Blue/Green "deployment" of elasticsearch data?


I am planning on extracting (essentially scraping, with permission) some data from a web-page and store that in elasticsearch (you know, for search).

While I have permission to scrape the data from the site,

  • there is no API or another structured source for this data
  • it's manually authored straight into HTML
  • there are no unique identifiers that differentiate one entry from another (I will essentially be extracting around 1,000-5,000 entries from the DOM).

When I store this in es, I am planning to put this into one index and into a mapping type, say thing.

However, over time, the source (the HTML web page) is likely to change as they add/remove/change content of some of these entries. Since there are no identifiers in the source, I can't easily identify new ones (and even worse, deleted ones or changed ones).

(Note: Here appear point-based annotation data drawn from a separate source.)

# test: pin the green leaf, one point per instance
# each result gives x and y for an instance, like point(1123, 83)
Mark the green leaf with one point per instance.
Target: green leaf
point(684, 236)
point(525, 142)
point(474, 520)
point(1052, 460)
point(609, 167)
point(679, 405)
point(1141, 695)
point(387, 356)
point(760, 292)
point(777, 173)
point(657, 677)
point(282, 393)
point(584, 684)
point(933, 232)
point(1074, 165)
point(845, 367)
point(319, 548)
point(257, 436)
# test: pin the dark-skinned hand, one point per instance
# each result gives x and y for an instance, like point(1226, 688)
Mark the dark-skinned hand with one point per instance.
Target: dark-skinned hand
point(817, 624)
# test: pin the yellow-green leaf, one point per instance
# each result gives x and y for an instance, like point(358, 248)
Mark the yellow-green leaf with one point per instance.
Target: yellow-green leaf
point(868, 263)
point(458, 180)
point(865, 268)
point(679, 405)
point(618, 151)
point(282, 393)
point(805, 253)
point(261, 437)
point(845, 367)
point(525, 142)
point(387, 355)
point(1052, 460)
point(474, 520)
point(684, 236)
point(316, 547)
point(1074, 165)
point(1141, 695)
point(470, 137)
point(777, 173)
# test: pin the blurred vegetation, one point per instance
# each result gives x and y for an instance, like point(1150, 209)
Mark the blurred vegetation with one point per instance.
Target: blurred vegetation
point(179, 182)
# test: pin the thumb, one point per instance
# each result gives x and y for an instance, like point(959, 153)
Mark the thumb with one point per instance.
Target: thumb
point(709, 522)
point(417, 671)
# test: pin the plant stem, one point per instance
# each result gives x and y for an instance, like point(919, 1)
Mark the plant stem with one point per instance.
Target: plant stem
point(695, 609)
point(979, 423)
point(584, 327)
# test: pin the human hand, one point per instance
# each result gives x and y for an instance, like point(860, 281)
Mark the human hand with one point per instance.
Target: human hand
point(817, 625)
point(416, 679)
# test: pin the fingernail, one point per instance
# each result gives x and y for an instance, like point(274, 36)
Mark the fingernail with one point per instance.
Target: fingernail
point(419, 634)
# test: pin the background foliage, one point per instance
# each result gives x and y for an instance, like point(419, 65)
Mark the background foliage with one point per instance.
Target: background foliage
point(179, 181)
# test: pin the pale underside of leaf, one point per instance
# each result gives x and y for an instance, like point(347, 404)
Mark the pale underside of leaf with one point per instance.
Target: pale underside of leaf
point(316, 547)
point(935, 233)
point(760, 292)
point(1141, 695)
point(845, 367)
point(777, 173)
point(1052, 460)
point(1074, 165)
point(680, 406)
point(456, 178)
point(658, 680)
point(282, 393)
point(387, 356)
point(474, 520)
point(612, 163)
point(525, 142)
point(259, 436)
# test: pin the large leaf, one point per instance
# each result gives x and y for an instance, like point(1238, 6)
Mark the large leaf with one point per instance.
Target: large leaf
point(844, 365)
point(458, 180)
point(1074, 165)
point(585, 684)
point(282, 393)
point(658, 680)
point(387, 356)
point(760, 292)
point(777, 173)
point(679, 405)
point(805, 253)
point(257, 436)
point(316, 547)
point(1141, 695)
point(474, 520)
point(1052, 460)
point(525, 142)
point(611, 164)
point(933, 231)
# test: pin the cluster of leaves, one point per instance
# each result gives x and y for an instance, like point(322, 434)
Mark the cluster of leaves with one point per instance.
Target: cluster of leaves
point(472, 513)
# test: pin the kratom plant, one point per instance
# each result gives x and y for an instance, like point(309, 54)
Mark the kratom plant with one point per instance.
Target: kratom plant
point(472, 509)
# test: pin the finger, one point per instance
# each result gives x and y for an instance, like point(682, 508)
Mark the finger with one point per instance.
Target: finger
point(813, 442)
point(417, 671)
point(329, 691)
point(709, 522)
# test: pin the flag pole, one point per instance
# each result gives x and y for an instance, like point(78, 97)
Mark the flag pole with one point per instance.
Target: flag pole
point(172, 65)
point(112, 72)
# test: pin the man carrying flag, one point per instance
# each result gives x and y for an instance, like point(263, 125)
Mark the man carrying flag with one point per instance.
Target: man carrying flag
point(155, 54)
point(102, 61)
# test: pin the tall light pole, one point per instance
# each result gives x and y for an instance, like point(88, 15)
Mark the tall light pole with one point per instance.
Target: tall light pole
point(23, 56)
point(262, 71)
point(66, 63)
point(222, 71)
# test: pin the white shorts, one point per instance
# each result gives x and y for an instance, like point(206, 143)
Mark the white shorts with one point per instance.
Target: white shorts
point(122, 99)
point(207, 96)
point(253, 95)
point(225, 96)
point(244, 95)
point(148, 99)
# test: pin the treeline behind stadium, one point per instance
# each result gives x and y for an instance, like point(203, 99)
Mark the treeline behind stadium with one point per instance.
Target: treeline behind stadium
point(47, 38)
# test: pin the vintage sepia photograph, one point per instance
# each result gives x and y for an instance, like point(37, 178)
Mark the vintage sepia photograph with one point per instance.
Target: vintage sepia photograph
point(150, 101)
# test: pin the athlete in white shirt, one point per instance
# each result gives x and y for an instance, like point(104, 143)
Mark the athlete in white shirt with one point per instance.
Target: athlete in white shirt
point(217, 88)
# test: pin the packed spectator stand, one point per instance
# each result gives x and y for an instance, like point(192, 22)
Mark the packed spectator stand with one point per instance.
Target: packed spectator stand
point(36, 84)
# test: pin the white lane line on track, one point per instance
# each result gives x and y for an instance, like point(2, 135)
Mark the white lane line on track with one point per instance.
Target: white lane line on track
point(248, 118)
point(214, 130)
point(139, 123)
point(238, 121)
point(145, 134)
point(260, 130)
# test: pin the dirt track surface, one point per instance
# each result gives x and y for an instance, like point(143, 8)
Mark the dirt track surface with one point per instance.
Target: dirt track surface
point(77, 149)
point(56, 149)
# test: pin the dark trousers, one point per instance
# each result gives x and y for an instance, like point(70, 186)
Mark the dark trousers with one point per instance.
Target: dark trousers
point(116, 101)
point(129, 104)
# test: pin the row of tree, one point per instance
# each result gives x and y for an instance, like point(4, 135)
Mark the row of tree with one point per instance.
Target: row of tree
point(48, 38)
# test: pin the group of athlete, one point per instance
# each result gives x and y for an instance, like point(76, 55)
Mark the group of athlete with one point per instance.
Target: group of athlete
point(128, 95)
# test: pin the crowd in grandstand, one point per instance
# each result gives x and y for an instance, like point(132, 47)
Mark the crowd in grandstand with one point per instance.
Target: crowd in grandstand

I want to keep my es index up to date and what I am thinking is some sort of a blue-green mechanism:

  • I run the extraction process at some schedule (daily/weekly) depending on the velocity of the source changing
  • Every time it runs the process produces another index (or could be a new cluster altogether). Say the current index is index-prod and the new one built by the process is index-rc (release candidate)
  • It validates index-rc based on some heuristics (a flexible velocity check on the number of entries, sample queries that we know should work etc.)
  • And if it's valid, it either:
    • A. slowly flips queries into the new cluster/index
    • or B. flips in one shot to the new cluster/index

I am planning on hosting the elasticsearch cluster using AWS Elastisearch Service and could possibly concote something using Route 53 CNAMEs (and maybe ELB?) but I wanted to know if there is a more implicit support in elasticsearch itself for doing this?

Essentially, I want to swap one index's data for another.


Solution

  • You don't need to swap the entire data between indexes... if I get it right, you can use Aliases to change from the actual to the next index version.

    To slowly change the queries endpoint, I also suppose that some Load Balancer, like nginx, is the best solution. There are many cases about this on the web.